So, in case you missed it, spring arrived around 6:30 p.m. CST time last night, with the arrival of the spring (vernal) equinox.
The equinox means, of course, that we have equal amounts of day and night on that particular day. It happens twice in a year–once in the spring, and then again, of course, about six months later, as fall arrives.
A complete, and interesting rundown of the equinox can be found on National Geographic, complete with some pretty cool imagery.
One of the images I remember as a kid was the parents of a neighbor friend of mine heading to the refrigerator and pulling out a raw egg on the night of a spring equinox, and standing it straight up.
If you've attempted to do this, you know how hard that can be.

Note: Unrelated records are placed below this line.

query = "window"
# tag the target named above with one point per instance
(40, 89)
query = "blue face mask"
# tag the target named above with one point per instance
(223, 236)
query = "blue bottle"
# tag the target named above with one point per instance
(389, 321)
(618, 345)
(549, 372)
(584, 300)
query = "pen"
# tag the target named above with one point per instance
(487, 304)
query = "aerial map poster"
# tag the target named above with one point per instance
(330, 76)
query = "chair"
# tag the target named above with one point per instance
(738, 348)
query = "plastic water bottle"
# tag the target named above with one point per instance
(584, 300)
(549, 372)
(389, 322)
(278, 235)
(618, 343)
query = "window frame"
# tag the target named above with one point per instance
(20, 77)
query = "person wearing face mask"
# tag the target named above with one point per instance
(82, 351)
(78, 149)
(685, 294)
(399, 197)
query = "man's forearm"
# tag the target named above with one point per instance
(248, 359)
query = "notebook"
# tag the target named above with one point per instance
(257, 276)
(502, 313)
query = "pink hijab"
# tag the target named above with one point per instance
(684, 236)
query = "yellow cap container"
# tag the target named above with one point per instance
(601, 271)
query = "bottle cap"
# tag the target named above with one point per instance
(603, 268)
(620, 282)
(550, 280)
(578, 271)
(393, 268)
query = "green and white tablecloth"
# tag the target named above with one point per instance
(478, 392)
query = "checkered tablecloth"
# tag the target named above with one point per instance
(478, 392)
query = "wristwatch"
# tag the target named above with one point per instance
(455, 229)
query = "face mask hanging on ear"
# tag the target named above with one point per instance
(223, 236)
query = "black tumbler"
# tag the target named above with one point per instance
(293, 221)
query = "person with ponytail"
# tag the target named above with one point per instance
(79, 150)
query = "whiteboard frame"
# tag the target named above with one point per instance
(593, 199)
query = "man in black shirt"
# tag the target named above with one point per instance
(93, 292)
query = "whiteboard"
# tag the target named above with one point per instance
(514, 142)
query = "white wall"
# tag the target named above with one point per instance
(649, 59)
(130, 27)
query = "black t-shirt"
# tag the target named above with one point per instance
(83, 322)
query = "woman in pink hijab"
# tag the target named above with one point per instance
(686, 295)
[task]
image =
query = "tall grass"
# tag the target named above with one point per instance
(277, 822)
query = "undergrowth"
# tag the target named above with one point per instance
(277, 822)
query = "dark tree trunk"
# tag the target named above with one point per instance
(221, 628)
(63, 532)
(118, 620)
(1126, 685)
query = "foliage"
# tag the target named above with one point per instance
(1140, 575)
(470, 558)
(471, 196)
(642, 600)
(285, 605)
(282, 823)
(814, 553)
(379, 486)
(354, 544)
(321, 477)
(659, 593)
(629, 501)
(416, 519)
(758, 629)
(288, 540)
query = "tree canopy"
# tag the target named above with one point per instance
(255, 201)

The trick was, they said, and probably believed, was that the gravitational pull changes on the equinox, making it possible to do.
Also, the old "broom" trick works, where you can stand up a broom without the stick's gravity pulling the sweeper to the ground.
Ah. Very cool tricks. But are they an equinox phenomenon, or are they a myth?
The truth? It's a myth.
The Associated Press, with some help from scientific friends, actually busted this myth 25 YEARS ago, with a 1987 story that showed, simply, you just need the right egg to stand an egg on your counter.
The planetary alignment of the earth at spring or fall's first break has nothing to do with our gravitational pull. In fact, the earth's gravitational pull is one of life's constants. Unless you're on a magnetic field (head up to Iron Country), you're not going to see much alteration in the earth's gravity, no matter where you are or what day it is.
The man responsible for busting the myth? Of course he's one of "our own." It was Dr. Frank Ghigo of the University of Minnesota, who conducted his experiment with several eggs in 1984.
The broom standing, which has spread like wildfire thanks to social media, is also a myth. If I can do it with my green broom, you can probably do it with yours. It just takes a little patience, a bit of pressure on the bristles, and video camera on your cell phone.
Regardless, Happy Spring from Patch!